Бесенок вздохнул еще раз, раздув свои козлиные ноздри и с усердием принялся за картофельную шаньгу:
— И в правду, вкусно... М-м-м... Евся...
— Да.
— А ты ведь ему про то не скажешь, моему господину?
— Посмотрим на твое поведение.
— Я понял... Евся... А разгадай загадку.
— Ты что, со стишков на загадки перешел? — оторвалась я от созерцания водной глади.
— Ну-у, они тоже с рифмой, — жуя, пояснил бесенок.
— А-а. Давай, загадывай.
— Подскочила нечесаной с утра. Прогнала жениха из окна, — выдал рифмователь и выжидающе уставился на меня.
— Ага...
— Ага. А я еще одну знаю. Хочешь, загадаю? — и, не дожидаясь дозволенья, выпалил. — Летела с моста. Прихватила молодца... А эта тебе как?
— Рифма хромает. А хочешь, я тебе загадаю? — как можно душевнее осведомилась я, а потом ухватила Тишка за длинное ухо. — Что подслушнику важнее: язык или уши?
— А-а-ай!!! — на все озеро заблажил тот, зависнув на своем "важном рабочем инструменте". — Я ж пошутил! Мы же с тобой — друзья! А-а-ай, Евся, отпусти!
— Друзья, значит? — на самую малость ослабила я хватку. — А за друзьями не подглядывают и на друзей не наушничают. Тебя батюшка Угост это делать заставляет?
— Не-ет! Я сам! Отпусти же! Я больше не буду... такие загадки загадывать.
— Ну, смотри у меня, — осел бесенок обратно на доски и прижал лапкой пострадавшее ухо:
— Не ожидал я от тебя такого, Евся.
— Не ожидал? — он не ожидал... Да я и сама от себя тоже, честно говоря. И с чего так разозлилась? — Ну, прости.
— Чего-чего ты сказала? — скривился в ответ бесенок. — Я что-то плохо теперь слышу.
— Прости меня, говорю. Сильно я на тебя разозлилась. Представь, что мне будет, если батюшка Угост узнает про мои прыжки с моста и его, "молодца" этого, из моего чердачного окна. Он тогда вообще меня с озера никуда не выпустит. Даже в Купавную.

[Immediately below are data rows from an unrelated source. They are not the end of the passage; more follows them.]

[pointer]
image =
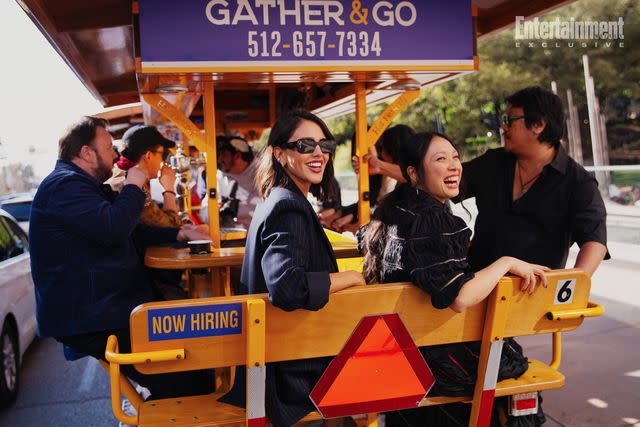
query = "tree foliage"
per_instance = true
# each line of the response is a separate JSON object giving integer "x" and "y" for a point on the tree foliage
{"x": 468, "y": 108}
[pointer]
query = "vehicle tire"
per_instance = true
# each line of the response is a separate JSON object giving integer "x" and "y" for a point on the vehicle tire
{"x": 9, "y": 355}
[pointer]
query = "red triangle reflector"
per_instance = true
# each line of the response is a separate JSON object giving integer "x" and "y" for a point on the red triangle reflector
{"x": 378, "y": 369}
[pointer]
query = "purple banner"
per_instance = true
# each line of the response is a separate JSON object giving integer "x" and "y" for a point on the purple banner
{"x": 314, "y": 32}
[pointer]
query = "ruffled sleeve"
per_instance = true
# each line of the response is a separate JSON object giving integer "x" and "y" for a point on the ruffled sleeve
{"x": 435, "y": 254}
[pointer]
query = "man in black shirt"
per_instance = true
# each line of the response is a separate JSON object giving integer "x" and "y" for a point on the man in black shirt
{"x": 534, "y": 201}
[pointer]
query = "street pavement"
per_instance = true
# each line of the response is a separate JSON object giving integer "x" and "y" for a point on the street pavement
{"x": 601, "y": 362}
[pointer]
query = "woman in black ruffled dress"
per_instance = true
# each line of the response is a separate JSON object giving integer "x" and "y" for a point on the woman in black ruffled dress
{"x": 415, "y": 237}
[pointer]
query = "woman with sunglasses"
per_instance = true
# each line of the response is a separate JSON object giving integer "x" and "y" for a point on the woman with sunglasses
{"x": 287, "y": 253}
{"x": 145, "y": 147}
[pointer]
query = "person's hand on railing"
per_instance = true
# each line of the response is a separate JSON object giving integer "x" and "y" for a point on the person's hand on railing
{"x": 345, "y": 279}
{"x": 531, "y": 274}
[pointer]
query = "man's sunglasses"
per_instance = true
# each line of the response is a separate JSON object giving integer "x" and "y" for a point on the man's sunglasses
{"x": 507, "y": 119}
{"x": 308, "y": 145}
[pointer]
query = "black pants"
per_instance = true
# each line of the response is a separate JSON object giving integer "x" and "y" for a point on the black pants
{"x": 161, "y": 386}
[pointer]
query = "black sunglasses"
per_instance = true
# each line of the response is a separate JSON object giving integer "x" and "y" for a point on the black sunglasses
{"x": 507, "y": 120}
{"x": 308, "y": 145}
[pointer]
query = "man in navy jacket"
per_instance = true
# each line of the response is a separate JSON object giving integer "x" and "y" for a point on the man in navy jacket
{"x": 87, "y": 249}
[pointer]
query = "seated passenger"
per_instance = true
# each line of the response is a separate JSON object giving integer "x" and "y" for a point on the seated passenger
{"x": 86, "y": 246}
{"x": 384, "y": 174}
{"x": 415, "y": 237}
{"x": 237, "y": 190}
{"x": 288, "y": 254}
{"x": 146, "y": 147}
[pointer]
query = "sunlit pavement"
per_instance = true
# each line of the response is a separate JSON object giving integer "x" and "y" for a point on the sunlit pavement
{"x": 601, "y": 362}
{"x": 601, "y": 359}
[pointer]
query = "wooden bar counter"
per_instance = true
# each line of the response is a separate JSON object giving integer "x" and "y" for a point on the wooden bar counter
{"x": 171, "y": 258}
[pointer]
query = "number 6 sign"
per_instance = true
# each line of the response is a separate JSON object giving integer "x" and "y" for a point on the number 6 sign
{"x": 564, "y": 291}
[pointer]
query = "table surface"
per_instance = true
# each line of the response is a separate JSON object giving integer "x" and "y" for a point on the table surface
{"x": 172, "y": 258}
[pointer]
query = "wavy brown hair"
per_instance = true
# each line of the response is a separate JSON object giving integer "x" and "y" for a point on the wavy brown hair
{"x": 270, "y": 172}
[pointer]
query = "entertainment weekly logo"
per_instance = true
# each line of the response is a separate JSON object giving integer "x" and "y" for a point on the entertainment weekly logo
{"x": 534, "y": 33}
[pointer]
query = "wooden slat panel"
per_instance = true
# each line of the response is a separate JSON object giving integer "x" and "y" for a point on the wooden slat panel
{"x": 323, "y": 333}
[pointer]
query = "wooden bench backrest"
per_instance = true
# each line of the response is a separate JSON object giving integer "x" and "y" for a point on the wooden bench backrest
{"x": 305, "y": 334}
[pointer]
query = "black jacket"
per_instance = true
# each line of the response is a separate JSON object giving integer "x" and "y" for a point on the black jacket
{"x": 288, "y": 255}
{"x": 86, "y": 253}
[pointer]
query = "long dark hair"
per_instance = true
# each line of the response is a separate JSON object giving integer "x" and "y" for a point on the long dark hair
{"x": 271, "y": 173}
{"x": 373, "y": 238}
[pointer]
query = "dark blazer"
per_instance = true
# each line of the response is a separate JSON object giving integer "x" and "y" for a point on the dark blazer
{"x": 86, "y": 253}
{"x": 289, "y": 256}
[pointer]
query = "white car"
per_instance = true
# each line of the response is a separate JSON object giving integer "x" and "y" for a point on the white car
{"x": 17, "y": 305}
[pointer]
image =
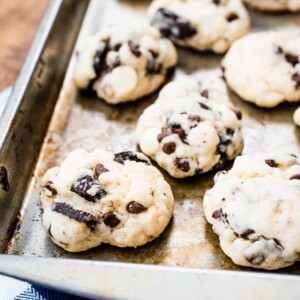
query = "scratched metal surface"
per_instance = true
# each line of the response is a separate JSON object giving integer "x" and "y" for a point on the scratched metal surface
{"x": 82, "y": 121}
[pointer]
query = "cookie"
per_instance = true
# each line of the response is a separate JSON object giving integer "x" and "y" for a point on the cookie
{"x": 202, "y": 25}
{"x": 123, "y": 63}
{"x": 101, "y": 197}
{"x": 254, "y": 209}
{"x": 264, "y": 68}
{"x": 190, "y": 129}
{"x": 274, "y": 5}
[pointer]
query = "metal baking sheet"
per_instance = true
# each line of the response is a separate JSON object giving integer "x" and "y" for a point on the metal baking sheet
{"x": 80, "y": 120}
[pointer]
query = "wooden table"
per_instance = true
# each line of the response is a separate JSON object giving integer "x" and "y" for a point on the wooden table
{"x": 19, "y": 20}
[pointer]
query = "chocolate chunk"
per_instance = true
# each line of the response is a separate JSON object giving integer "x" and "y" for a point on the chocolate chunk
{"x": 238, "y": 114}
{"x": 194, "y": 118}
{"x": 128, "y": 155}
{"x": 246, "y": 233}
{"x": 182, "y": 164}
{"x": 204, "y": 106}
{"x": 153, "y": 67}
{"x": 162, "y": 135}
{"x": 296, "y": 78}
{"x": 218, "y": 214}
{"x": 99, "y": 63}
{"x": 69, "y": 211}
{"x": 230, "y": 131}
{"x": 4, "y": 179}
{"x": 114, "y": 64}
{"x": 256, "y": 260}
{"x": 271, "y": 163}
{"x": 99, "y": 169}
{"x": 232, "y": 16}
{"x": 134, "y": 48}
{"x": 134, "y": 207}
{"x": 111, "y": 220}
{"x": 88, "y": 189}
{"x": 49, "y": 186}
{"x": 172, "y": 25}
{"x": 295, "y": 177}
{"x": 169, "y": 148}
{"x": 291, "y": 58}
{"x": 205, "y": 94}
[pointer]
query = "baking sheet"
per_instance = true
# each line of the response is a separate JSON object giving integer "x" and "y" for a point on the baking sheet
{"x": 81, "y": 120}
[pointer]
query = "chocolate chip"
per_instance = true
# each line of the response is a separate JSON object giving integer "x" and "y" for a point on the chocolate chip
{"x": 194, "y": 118}
{"x": 205, "y": 94}
{"x": 116, "y": 47}
{"x": 134, "y": 48}
{"x": 218, "y": 214}
{"x": 49, "y": 231}
{"x": 153, "y": 67}
{"x": 114, "y": 64}
{"x": 153, "y": 53}
{"x": 291, "y": 58}
{"x": 232, "y": 16}
{"x": 182, "y": 164}
{"x": 271, "y": 163}
{"x": 49, "y": 186}
{"x": 204, "y": 106}
{"x": 69, "y": 211}
{"x": 99, "y": 169}
{"x": 295, "y": 177}
{"x": 222, "y": 146}
{"x": 99, "y": 63}
{"x": 172, "y": 25}
{"x": 122, "y": 157}
{"x": 180, "y": 132}
{"x": 256, "y": 260}
{"x": 239, "y": 114}
{"x": 4, "y": 179}
{"x": 169, "y": 148}
{"x": 87, "y": 188}
{"x": 246, "y": 233}
{"x": 296, "y": 78}
{"x": 230, "y": 131}
{"x": 111, "y": 220}
{"x": 278, "y": 50}
{"x": 134, "y": 207}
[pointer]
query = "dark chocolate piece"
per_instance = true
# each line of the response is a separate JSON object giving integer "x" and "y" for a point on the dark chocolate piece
{"x": 83, "y": 186}
{"x": 122, "y": 157}
{"x": 134, "y": 207}
{"x": 69, "y": 211}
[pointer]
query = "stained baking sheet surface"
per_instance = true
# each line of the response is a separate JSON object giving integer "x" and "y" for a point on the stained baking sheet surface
{"x": 81, "y": 120}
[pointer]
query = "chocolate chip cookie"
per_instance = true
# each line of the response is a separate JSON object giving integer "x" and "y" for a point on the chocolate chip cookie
{"x": 101, "y": 197}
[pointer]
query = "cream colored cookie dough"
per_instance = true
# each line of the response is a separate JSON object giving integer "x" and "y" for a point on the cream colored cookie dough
{"x": 124, "y": 63}
{"x": 203, "y": 25}
{"x": 190, "y": 129}
{"x": 296, "y": 116}
{"x": 274, "y": 5}
{"x": 254, "y": 209}
{"x": 101, "y": 197}
{"x": 264, "y": 68}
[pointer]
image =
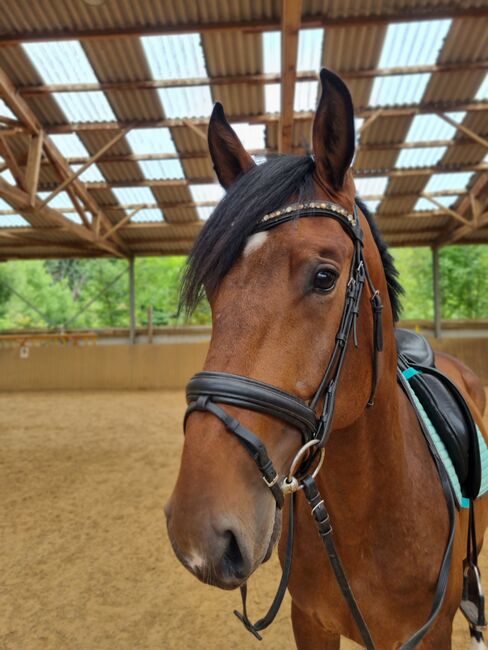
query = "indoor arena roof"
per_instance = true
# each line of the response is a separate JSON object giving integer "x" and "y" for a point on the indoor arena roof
{"x": 105, "y": 105}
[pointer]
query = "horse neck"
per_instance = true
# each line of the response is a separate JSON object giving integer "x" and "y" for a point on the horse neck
{"x": 368, "y": 459}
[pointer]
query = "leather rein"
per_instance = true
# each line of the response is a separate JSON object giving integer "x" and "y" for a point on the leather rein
{"x": 207, "y": 391}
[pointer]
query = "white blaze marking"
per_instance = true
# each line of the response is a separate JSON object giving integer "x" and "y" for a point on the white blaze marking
{"x": 195, "y": 561}
{"x": 254, "y": 242}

— Ну да, представляю, — вздохнул согласно Тишок, а потом, не отрывая лапки от раненого уха, насмешливо на меня прищурился. — Наверное, будет тебе тоже самое, что и мне, если он про курятник Янинин узнает, — и захихикал, прихрюкивая по смешному. Я же в ответ к нему присоединилась:
— Ну-ну... Значит, мы с тобой теперь подельники.
— Секретные, — еще громче зашелся бес, а потом вспомнил про ухо. — О-ох... Сильна ты в гневе, Евся... Я про тебя господину никогда не наушничал, даже, когда он меня о том просил. Иначе, ты б давно здесь сидела. Сразу после тех проводин Леховых, когда он к тебе приставать начал, а ты от него в лес сбежала.
— Ага, — вмиг сошла с меня прежняя веселость. — Дурень весевой... А за мной вглубь бежать побоялся.
— А как же, у него ж свечки то нет, как у этого твоего, чужака.
— И ничего он не мой, — понуро отмахнулась я. — Да и свечка его какая-то странная. На меня, если и действует, то слабо. Однако сюда припереться ему не помешала. Значит, все ж защищает.
— Это не свечка у него "странная", это магия твоя для нее чужая. Не на твою магию защита стоит, — авторитетно пояснил мне бесенок.
— Как это, "чужая"? Если мать моя была дриадой, а отец — магом воды, как сегодня выяснилось, то...
— ... то при смешении их кровей получилось... Да все, что угодно может получиться с какими угодно способностями.
— Да ну? — выкатила я глаза на такое заявление.
— Ну да, — передразнил меня "секретный подельник".
— Вот это новость за новостью... Скажи мне, Тишок, а почему я раньше в себе этих... способностей не замечала?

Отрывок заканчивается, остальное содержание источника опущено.